The chairman of CARF’s Live Racing Committee urged HCF General Manager Richard Conway to follow the Del Norte County Fair’s lead and look into asking voters to pass a sales tax increase that would funnel money to the non-profit association, which excludes the public from participating in its meetings. Del Norte voters approved a quarter-of-a-cent sales tax increase for seven years.
“What is Humboldt doing to help itself out?” asked Fresno County Fair General Manager John Alkire. “Humboldt should look to the Del Norte County Fair and maybe that would help your situation as well. What Randy (Hatfield, the fair’s GM) did was groundbreaking.”
Conway said that the Humboldt County Fair Association is “talking about” a placing a sales tax initiative on the ballot.
“We’re looking at the best way to address it and move forward with it,” Conway told committee members.
Over the past four years, the fair association’s operating revenue has not kept pace with expenditures. The fair board recently spent approximately $68,000 on legal bills and a settlement with this newspaper’s attorney over making its financial documents available to the public. The Del Norte County Fair is a public entity as a state agricultural association and is governed by public meeting laws. The HCF was an affiliate of a government entity until 2015 when the fair’s board of directors voted to change the association’s historic status to a private non-profit and exclude the public from its business meetings. Occasionally it allows for “community comment” at the beginning of the meetings before the board retreats behind closed doors. At its last meeting in February, it did not allow for any public comment.
The issue of funds for the HCF came up Tuesday during a business item aimed at CARF subsidizing the fair’s horse racing operations in 2017 after it lost $63,683 in revenue and an additional $93,022 drop in purses in 2016. The HCF lost the commissions and purse money after Golden Gate Fields, which runs concurrently with Ferndale, opted to stop subsidizing the HCF in 2016. CARF’s Larry Swartz-lander, interim executive director, told the committee that the joint powers authority couldn’t afford to lose any more racing fairs from its membership. The organization is down to just four racing fairs, having lost the Sonoma County Fair several years ago. It opted to drop out of the organization and conduct its own race meet. CARF provides member fairs with equipment, personnel and a sharing of other resources, including purse subsidies.
Swartzlander asked the committee members to approve a subsidy to the HCF of $30,000 and the payment of approximately $22,000 in CARF excess funds that would have benefit the three other racing fairs.
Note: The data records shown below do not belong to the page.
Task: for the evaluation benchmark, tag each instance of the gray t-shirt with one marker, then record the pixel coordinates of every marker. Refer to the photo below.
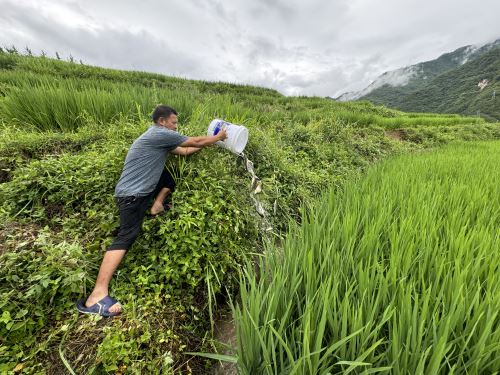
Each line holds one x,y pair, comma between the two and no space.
145,161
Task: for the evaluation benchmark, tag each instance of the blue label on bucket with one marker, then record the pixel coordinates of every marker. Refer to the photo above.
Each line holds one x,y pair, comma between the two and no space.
219,126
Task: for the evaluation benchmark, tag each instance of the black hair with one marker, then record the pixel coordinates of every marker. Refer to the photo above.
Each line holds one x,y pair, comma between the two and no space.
163,111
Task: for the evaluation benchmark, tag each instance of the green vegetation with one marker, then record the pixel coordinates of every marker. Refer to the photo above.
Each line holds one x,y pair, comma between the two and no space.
396,272
65,130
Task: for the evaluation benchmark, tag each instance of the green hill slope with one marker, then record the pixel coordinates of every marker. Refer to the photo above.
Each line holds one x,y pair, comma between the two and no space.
65,130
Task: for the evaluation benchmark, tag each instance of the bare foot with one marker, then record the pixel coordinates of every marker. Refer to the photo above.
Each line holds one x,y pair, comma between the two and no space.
92,300
157,208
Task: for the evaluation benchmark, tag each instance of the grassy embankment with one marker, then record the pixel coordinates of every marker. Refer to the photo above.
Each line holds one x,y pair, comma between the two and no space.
66,129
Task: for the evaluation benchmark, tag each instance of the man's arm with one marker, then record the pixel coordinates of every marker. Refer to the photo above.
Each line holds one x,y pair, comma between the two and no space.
185,150
200,142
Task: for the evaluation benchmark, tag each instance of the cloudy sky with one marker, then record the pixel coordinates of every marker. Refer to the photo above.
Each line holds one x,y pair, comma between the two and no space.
299,47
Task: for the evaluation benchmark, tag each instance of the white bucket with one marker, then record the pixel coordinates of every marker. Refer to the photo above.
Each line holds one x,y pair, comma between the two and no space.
237,135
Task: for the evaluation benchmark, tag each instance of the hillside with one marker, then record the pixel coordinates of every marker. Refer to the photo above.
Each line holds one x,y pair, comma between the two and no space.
65,130
391,87
457,91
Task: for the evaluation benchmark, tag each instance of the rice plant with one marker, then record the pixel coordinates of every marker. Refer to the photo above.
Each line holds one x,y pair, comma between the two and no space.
397,273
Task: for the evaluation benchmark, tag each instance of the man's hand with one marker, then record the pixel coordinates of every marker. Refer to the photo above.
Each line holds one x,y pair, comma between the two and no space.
222,134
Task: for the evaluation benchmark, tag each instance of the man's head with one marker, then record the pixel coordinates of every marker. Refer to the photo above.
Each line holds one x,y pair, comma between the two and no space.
165,116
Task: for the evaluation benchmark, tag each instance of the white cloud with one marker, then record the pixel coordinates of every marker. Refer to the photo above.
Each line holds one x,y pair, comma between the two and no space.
318,47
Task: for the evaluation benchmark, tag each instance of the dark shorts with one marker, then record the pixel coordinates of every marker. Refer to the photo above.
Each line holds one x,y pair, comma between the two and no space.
132,211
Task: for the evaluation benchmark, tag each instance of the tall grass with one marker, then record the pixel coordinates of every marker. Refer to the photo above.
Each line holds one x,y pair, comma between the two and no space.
398,273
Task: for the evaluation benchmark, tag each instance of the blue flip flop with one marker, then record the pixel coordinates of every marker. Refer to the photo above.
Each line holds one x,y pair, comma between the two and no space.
99,308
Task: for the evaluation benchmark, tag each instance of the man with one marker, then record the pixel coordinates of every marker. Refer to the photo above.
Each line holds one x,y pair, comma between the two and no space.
143,179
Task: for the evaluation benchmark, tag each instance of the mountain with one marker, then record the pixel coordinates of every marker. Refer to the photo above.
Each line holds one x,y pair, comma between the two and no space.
473,88
392,88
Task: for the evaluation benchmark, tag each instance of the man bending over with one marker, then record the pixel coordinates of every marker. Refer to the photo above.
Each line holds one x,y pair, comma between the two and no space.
144,179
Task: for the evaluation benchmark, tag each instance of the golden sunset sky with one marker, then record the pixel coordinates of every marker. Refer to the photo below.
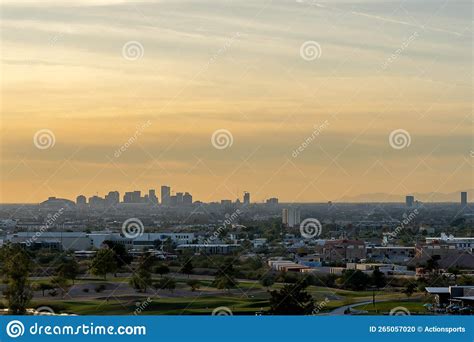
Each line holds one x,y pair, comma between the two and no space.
239,66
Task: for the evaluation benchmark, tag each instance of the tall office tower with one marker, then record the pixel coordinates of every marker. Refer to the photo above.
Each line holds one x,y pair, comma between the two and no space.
187,198
246,198
294,217
173,201
96,201
464,198
179,198
128,197
291,217
272,200
165,195
81,200
284,217
136,196
152,196
410,201
112,198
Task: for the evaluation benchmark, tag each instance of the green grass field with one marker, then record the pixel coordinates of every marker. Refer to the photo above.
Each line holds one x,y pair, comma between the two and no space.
386,307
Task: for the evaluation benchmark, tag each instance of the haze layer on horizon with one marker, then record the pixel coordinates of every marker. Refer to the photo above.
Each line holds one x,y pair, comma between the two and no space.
308,93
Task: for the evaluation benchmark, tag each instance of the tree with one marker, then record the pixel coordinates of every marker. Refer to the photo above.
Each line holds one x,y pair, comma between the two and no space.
267,280
162,269
121,255
378,279
410,289
354,280
432,264
187,268
61,283
141,278
165,283
104,262
292,299
68,269
194,284
16,268
455,272
225,277
45,287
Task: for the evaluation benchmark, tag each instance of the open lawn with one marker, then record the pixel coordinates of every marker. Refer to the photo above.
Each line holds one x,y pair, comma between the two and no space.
413,307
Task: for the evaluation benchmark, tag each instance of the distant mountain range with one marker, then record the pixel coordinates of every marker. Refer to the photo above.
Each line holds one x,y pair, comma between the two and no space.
423,197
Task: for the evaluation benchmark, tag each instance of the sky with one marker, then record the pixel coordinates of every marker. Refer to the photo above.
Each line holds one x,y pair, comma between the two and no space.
307,101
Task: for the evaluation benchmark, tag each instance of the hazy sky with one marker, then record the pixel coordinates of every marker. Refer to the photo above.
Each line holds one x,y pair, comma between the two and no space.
123,122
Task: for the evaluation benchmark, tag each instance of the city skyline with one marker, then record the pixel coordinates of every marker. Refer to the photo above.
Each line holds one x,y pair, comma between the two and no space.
149,196
306,104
“The point is, your fellow brethren in CARF are helping you out,” pointed out the California State Fair CEO Rick Pickering.
“We appreciate everyone’s support,” said Conway.
In addition, the committee voted to support a request for public funds from the California Department of Agricultural’s Division of Fairs & Expositions for $33,008 to pay for a new inner rail at the HCF. The California Horse Racing Board stated last year that the inner rail was not safe. Fair officials fought against the decision and the CHRB gave the fair one year to replace the rail. The fair board sold raffle tickets last year to fund the rail and other backstretch improvements. Now, the state will pay for the entire project.
In other business, committee members were briefed on the bleak outlook of prize money that will be offered to horsemen on the fair racing circuit this summer. CARF’s fund used to enhance prize money through the years is “in the hole” according to Swartzlander, and in a big way. Swartzlander projected a $657,596 deficit in its Consolidated Purse Fund in 2017 and that number included several areas of purse reductions, including cutting Ferndale’s prize money by $35,000. Last year, CARF’s fund had to pay $114,086 of the total purses paid in Ferndale. More purse reductions are on the table at the end of 2017, according to a letter from Swartzlander to Conway. Swartzlander also said that he is hoping that the HCF 2018 dates will not be overlapped by any other fair, as has been the case for many years, or by Golden Gate Fields. Exclusive race dates bring a windfall to the HCF but adversely affect other horse racing entities in California. The last time the HCF had one week of exclusive race dates was in 2010. According to Swartzlander, if the HCF had to end racing and/or drop out of CARF, the hit to the joint powers authority would be $68,000.